管家叫丁伯,是看着他长大的老人,此刻忍不住地也就多嘴了几句,“那个苏云清,一早就来闹,说是你抢了陆苏尧的老婆,还说季小姐跟陆苏尧没离婚的时候,季小姐就怀孕了。这肚子里的孩子......还不知道是谁的呢......”
景墨弦目光狠沉,眼中有寒光迸出,“我知道了,你让佣人们都出去,我进去看看。”
“是是。”
..........
厅内一片安静,苏云清不知道是哭得累了,还是闹得烦了,此刻正有气无力地坐在地板上呻吟,哼出极为懊糟的声音。
景墨弦沉步入内,目光淡淡地扫过坐在沙发上的人——
景老爷子,景老太太,还有,景芷琪。
他们前方的茶几面上,还放着一本红色的离婚证。
老太太看到景墨弦,立刻起身,“墨弦,这是不是有什么误会?”
景墨弦安抚地拍了拍自己外婆的肩膀,坐在对面的沙发上,长腿交叠,“季筱肚子里的孩子,是我的。”
景老爷子猛地一抬头,直接一个烟灰缸砸过去。
景墨弦往旁边微微一偏,水晶烟灰缸的一角堪堪擦过他的额头,有细细的擦痛感传来。
应该是擦破皮,流血了。
“你怎么就知道那孩子是你的?算算日子,季筱那时候还没离婚!”老爷子气得发抖,“你是不是为了不和芷琪结婚,所以随便找了一个女人来糊弄我们两个老家伙?!”
景芷琪在一旁哭得双眼红肿,“外公,外婆......”
景墨弦挑了挑眉,“是我夺走了她的第一次。”
那一夜,有血色如花在她双腿之间绽放开来,他当时震惊讶然,自然记得十分清楚。
此话一出,房间内顿时安静下来。
苏云清睁大眼睛,景老太太合不拢嘴,景芷琪停止了哭泣,景老爷子扬起的手亦是一顿——
所有人脸上都是满满地,写着惊讶二字。
只有景墨弦,依旧泰然,从容。
半晌之后,景老太太率先反应过来,“那这离婚证,是假的?”
“是真的。”景墨弦道,“那段婚姻对她来说,有名无实。”
景老太太又把嘴巴张成o型,好一会儿才合拢回来,眼中渐渐露出一抹宽慰,“哎呀,那你是应该对人家姑娘负责!这是应该的!”

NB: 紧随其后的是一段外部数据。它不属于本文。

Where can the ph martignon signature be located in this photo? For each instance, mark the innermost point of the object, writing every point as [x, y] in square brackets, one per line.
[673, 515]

景老爷子:“......老太婆,你出去!别在这里添乱!”
他知道景墨弦是个什么性格,简直就是转移话题的一把好手!
老太太立刻哼了一声,“我没添乱!你听到墨弦说的话了吗?筱筱肚子里的孩子肯定是他的!”
景老爷子抬手抓起沙发上的景芷琪,“你带你外婆先出去!她做了这么多年的家庭妇女,根本就不知道现如今这社会有多复杂!”
景家在京州虽然低调,却也是排得上前三的大家族,有多少女人觊觎景墨弦太太的这个位置?
老太太一脸不甘不愿地出来了,临走之前不忘叫景芷琪把苏云清也扯了出去,房间里只剩下景老爷子和景墨弦两个人。
老爷子一脸通红,寸薄的雪发因为愤怒而有些颤抖,他往前面的茶几上重重一拍,“哪怕你说外公是小人之心也好,这个女人,你不能再和她来往了!”
“为何?”
“这个孩子,你让她打掉!”老爷子不容置喙地开口,“你应该找一个清清白白的姑娘。外公不管这个孩子是不是你的,你都不能留!”
景墨弦微微抬眸,薄唇紧抿。
老爷子更怒,“还不明白?!这个孩子,即便是你的,到时候生下来,也会被人说成是陆苏尧的孩子!众口铄金,积毁销骨!那些人不会管真相是什么!只会因为你是景家继承人的身份而用口水淹死你,淹死孩子!”
“孩子可以跟季筱姓。”
老爷子青筋暴突,一口气堵在心口上不来,“那么多女人,为什么非要是她?!”
“为什么不能是她?”景墨弦挑了挑眉。
“她是个二婚!”
“我都不介意,外公又何须挂怀?”
“你......你——”,老爷子抬手指着他的鼻子,气得全身发抖,“简直大逆不道!”
他一脚踹开,砰地一声踢到了茶几。
等在门外的老太太一下子冲了进来,反手扣住老爷子的手,“你这是做什么?就不能好好说?!”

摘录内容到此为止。